I'm browsing ten minute lovingkindness audios from around the web. I didn't like yesterday's much. This one wasn't bad.
Click to view
I particularly like frangipani flowers, and was quite happy to stare at a picture of one for the first run through. Tonight what worked best was making my mentoring person, unknown acquaintance and difficult person all various aspects of myself, visualised at different times of my life. There's really no right or wrong way to make associations. Its all just exploring what it can mean to be open hearted. Apparently if you do this particular meditation a thousand hours, you get more interesting gamma waves.
Presumably, you Anti-Hulk.
(No really, you do have gamma waves in your brain. But citation 22 in the wiki for "Metta" doesn't go to the article by R Davidson any more, just the Stanford Uni's Centre for Compassion and Altruism Research and Education site. And there is no Dr. Banner listed, and I cannot find the article. Sad face. Dr Davidson is rather interesting though.
http://en.wikipedia.org/wiki/Richard_Davidson)
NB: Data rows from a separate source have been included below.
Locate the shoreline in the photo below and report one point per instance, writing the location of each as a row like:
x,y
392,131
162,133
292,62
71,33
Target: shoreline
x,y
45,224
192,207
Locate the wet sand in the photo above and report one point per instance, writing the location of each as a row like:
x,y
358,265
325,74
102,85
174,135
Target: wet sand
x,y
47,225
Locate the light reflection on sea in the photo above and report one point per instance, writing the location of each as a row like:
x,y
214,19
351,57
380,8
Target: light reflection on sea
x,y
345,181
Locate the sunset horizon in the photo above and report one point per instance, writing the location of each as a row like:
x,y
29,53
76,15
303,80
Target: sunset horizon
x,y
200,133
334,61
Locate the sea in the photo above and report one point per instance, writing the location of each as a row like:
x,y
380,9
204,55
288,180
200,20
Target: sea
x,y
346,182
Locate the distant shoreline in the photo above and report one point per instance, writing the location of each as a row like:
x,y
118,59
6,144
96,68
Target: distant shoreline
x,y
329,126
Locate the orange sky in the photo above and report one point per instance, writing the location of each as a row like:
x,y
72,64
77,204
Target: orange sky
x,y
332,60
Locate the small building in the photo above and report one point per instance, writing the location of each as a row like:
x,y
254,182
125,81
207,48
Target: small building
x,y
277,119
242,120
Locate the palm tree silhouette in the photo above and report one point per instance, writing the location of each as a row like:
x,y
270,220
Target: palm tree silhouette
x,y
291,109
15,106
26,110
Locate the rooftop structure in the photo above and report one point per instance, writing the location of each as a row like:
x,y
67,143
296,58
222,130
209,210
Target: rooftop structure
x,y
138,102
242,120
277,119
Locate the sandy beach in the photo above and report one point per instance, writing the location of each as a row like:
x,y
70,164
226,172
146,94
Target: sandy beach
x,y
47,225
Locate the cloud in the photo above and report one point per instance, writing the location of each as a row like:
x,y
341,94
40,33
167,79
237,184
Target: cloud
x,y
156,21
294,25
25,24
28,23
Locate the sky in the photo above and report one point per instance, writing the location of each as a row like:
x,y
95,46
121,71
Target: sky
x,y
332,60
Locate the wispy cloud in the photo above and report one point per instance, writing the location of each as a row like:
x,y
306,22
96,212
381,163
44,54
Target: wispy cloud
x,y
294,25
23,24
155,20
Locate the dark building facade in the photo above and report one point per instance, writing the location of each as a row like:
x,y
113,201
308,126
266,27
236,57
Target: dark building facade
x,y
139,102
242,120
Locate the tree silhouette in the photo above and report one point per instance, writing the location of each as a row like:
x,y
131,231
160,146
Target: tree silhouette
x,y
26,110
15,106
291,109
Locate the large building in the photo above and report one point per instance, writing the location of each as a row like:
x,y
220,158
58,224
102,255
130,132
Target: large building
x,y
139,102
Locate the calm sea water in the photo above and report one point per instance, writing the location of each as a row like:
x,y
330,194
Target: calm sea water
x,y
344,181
Oh, I calmed the Inner Beast accidently, today. One of my epilepsy's favorite thing to do is fling my right arm across my body, occasionally collecting me a good slap on the left side but usually missing or at least being ineffectual. I was an interesting demonstration of proximal-distal reversal today as I was leaning all my weight on my elbows. My arm couldn't go left, so my entire trunk was pitched right. I dragged myself away from the fascinating proposition of being faceplanted and paid attention to scapular retraction, which was were the rest of the class was up to. This is actually the direct opposite of my myoclonus movement... and it suddenly settled like a squalling baby finding familiar comfort. It didn't last of course, but its never 'switched off" like that before. Worth noting.
Also I was complimented on my retraction by a classmate. J thought that if we were flying south for the winter, I'd get the furthest. And this was when I was initiating rhomboids in the narrowest sense, so I was amused. Although I was probably more of a diving bird or penguin tobogganing through butter once I'd worked out I was retracting neck muscles traumatised by the towtruck, unnecessarily.